OKEECHOBEE, FL. Back in March 2026, a state inspector visited Salty Cowgirl Beverage Company, a mobile vendor operating in Okeechobee, and found that a food employee could not correctly answer questions about foodborne illnesses or the symptoms of diseases transmissible through food.
That finding, recorded by the Florida Department of Agriculture and Consumer Services on March 13, was one of three violations the inspector documented at the mobile beverage operation. The facility ultimately met sanitation inspection requirements, but the record of what inspectors found that day remains.
What Inspectors Found
The inspector's notes are direct: "Food employee does not respond correctly to questions relating to foodborne illnesses or symptoms associated with diseases transmissible through food." That is a Priority Foundation violation, meaning it goes to the baseline competency the state expects of anyone handling food for public consumption.
The second Priority Foundation violation was closely related. The inspector found that the establishment had no written procedures for employees to follow when vomiting and diarrheal events occur. The inspector's own notation reads: "Establishment does not have written procedures to follow when Vomiting And diarrheal events occur." A guidance document was provided to the vendor during the visit.

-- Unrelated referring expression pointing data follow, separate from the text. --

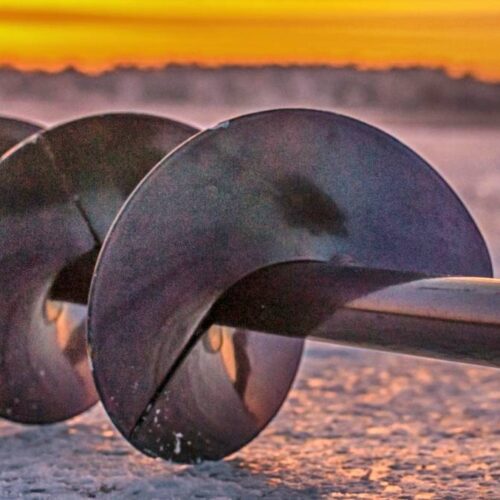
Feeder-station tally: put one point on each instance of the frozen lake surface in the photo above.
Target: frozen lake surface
(357, 424)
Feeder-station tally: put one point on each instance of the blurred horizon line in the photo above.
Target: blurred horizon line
(145, 68)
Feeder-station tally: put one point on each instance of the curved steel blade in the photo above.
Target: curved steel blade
(272, 187)
(59, 193)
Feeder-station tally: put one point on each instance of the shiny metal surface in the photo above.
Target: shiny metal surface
(273, 187)
(451, 318)
(13, 131)
(59, 192)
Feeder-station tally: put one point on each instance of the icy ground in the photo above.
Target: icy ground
(357, 424)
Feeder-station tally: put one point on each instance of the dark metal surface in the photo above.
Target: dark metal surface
(288, 185)
(13, 131)
(59, 192)
(451, 318)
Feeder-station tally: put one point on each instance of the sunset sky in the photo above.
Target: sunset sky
(463, 36)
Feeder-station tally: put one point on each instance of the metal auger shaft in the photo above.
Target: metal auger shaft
(450, 318)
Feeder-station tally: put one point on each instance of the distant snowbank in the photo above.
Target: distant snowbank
(398, 89)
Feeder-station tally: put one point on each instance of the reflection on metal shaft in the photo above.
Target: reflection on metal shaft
(451, 318)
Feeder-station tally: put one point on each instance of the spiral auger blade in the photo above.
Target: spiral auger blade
(275, 187)
(59, 193)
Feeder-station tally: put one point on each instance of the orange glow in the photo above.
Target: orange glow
(93, 35)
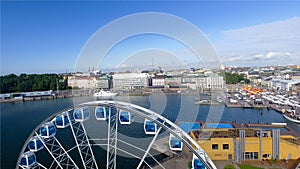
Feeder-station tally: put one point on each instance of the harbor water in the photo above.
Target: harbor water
(19, 119)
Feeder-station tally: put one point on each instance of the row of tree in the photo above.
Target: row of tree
(33, 82)
(233, 78)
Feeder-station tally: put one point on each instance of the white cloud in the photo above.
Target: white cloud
(271, 43)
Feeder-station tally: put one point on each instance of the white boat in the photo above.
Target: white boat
(292, 117)
(106, 94)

The third violation was more straightforward. A glass jar of sugar sitting on the counter was not labeled with the common name of its contents. That one was corrected on the spot, the inspector noted, with the jar labeled during the inspection itself.
None of the three violations were marked as repeat findings, and the inspection carried no priority violations, the highest severity tier in the state's classification system.

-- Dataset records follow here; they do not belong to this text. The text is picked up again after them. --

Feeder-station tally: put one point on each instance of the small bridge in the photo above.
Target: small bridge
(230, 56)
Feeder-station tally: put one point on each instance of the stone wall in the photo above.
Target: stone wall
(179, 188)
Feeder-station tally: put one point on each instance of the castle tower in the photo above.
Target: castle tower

What These Violations Mean
The two Priority Foundation violations are worth understanding in plain terms. When a food employee cannot correctly answer questions about foodborne illness, that is not a paperwork problem. It means the person handling or preparing food for customers does not have a working knowledge of how illness spreads through food, which diseases are transmissible, or what symptoms should keep a sick worker away from the operation.
For a mobile vendor, that gap is especially consequential. Mobile operations move between locations and events, reaching different customer populations each day. If the person running the stand does not know the basics of foodborne illness transmission, the risk travels with the cart.

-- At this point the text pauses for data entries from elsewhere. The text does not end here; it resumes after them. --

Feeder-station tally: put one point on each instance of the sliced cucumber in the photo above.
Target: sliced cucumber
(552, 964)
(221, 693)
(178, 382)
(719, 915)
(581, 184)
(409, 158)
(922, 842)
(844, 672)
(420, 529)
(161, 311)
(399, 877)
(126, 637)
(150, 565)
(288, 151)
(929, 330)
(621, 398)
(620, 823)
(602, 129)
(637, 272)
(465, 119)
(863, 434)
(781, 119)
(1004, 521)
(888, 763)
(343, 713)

The missing written procedures for vomiting and diarrheal events address a specific and serious scenario. When a customer or employee becomes sick on site, a written response plan tells staff exactly what to clean, how to clean it, and how to prevent contamination from spreading. Without that document, the response is improvised. The state requires it precisely because improvised responses to these events are where cross-contamination happens.
The unlabeled sugar jar, by comparison, is a minor administrative issue. Labeling rules exist so that anyone in the operation, or an inspector, can immediately identify what is in a container without guessing. It was resolved before the inspector left.
The Longer Record
The data shows this inspection as the record on file for Salty Cowgirl Beverage Company. There is no extended inspection history in the available records to draw a pattern from, no prior visits showing the same knowledge gaps flagged again, and no previous citations in the same categories.
What the March 2026 inspection does establish is a baseline. The vendor passed, meeting sanitation inspection requirements, but did so with two Priority Foundation violations still on the books at the time of the visit. Neither of those two violations, the knowledge gap and the missing written procedures, was corrected on site the way the sugar jar was.
The guidance document provided by the inspector during the visit addresses the written procedures requirement going forward. Whether the employee knowledge gap was addressed after the inspector left is not reflected in the available records.
What Remained Unresolved
Of the three violations documented on March 13, only one was corrected during the inspection itself. The sugar jar was labeled on the spot. The two Priority Foundation violations, the employee's inability to answer foodborne illness questions and the absence of written procedures for contamination events, were not marked as corrected on site.
The inspector provided a guidance document for the written procedures violation. No similar notation appears for the employee knowledge finding.
The facility met the overall standard for sanitation that day. But the inspector's notation that a food employee could not correctly answer questions about diseases transmissible through food was still in the record when the visit closed.